Well behold, the Azascope!

The base unit is a 1966 Jetco Huntmaster metal detector I found in the basement.

I made sure to leave the original functions intact so that it makes a lovely squelching noise as I scanned for ghost. I added an LED to the gage so I could see it in the dark, this worked out well because it let me use low light when in very dark places.


The above picture also shows off the custom mounts I used. The left side is from a flashlight mount I pulled from the toy shotgun we got for the photobooth. The top right is a large wood screw that is covered by an ink pen I cut to size. Under that is an old bracket that is meant to hold my garage door opener to my motorcycle but I found another way so had the part left over.

At first I only attached the lights to the side and used their original controls, but I really wanted to be able to run everything from the knobs on the top, so every week after the show I tweaked it just a little more until it all read off the same battery pack and on button.


Most of the parts I picked up at a local radio shack, I can control up to 6 devices but I only ended up using 4. Blacklight, Regular Light, Strobe, and scan.


The strobe light is the best mod I think, I took apart a large device and crammed it into another flashlight. I even managed to keep the speed adjuster within reach.


Now that all of it was running on the same pack I found that the batteries needed to be replaced towards the end of each night, and since I had already gone this far I added some quick release thumbscrews and another battery pack I could access with the flip of a switch.
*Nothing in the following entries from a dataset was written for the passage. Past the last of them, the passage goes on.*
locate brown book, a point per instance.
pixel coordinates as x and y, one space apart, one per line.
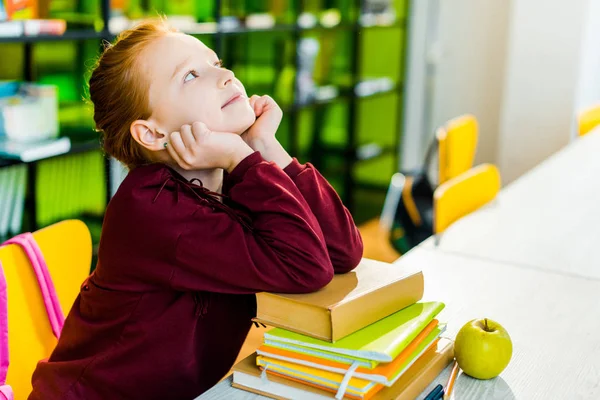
247 376
347 304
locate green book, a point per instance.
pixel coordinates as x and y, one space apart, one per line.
380 341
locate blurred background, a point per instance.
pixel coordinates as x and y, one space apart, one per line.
364 85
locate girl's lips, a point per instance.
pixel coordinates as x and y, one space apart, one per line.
233 99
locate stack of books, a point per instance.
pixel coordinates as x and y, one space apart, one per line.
364 336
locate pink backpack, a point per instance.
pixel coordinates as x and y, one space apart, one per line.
55 314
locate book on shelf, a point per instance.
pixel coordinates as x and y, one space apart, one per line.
33 151
418 376
350 302
33 27
313 368
381 341
3 14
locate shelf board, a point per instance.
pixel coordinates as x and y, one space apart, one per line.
344 93
69 35
82 141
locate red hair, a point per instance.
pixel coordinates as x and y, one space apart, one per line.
120 94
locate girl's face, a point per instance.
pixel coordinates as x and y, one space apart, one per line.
188 84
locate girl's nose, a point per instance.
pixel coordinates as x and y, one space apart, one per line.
226 78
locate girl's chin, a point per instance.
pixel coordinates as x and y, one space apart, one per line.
245 122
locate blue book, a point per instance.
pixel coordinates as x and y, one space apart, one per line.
28 152
3 15
8 88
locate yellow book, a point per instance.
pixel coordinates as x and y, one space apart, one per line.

Because it’s from the 60’s The huntmaster base is made of stuff that is closer to hardened rubber than it is to modern plastics and this made it great for attaching stuff too, the shoulder strap was sourced from a bag I got for free at my local gym and the screws kept it stable the whole month.


Gabi even sewed down the padding so it always hung exactly like I wanted it to every time.


The end result was a great prop that I hope to use again. Because it actually works like it’s suppose to I could really search for ghosts, and I would proudly carry this over any screen used Ghostbuster prop the next time I suit up.

That will probably be DragonCon, but don’t be too surprised if you see it sooner.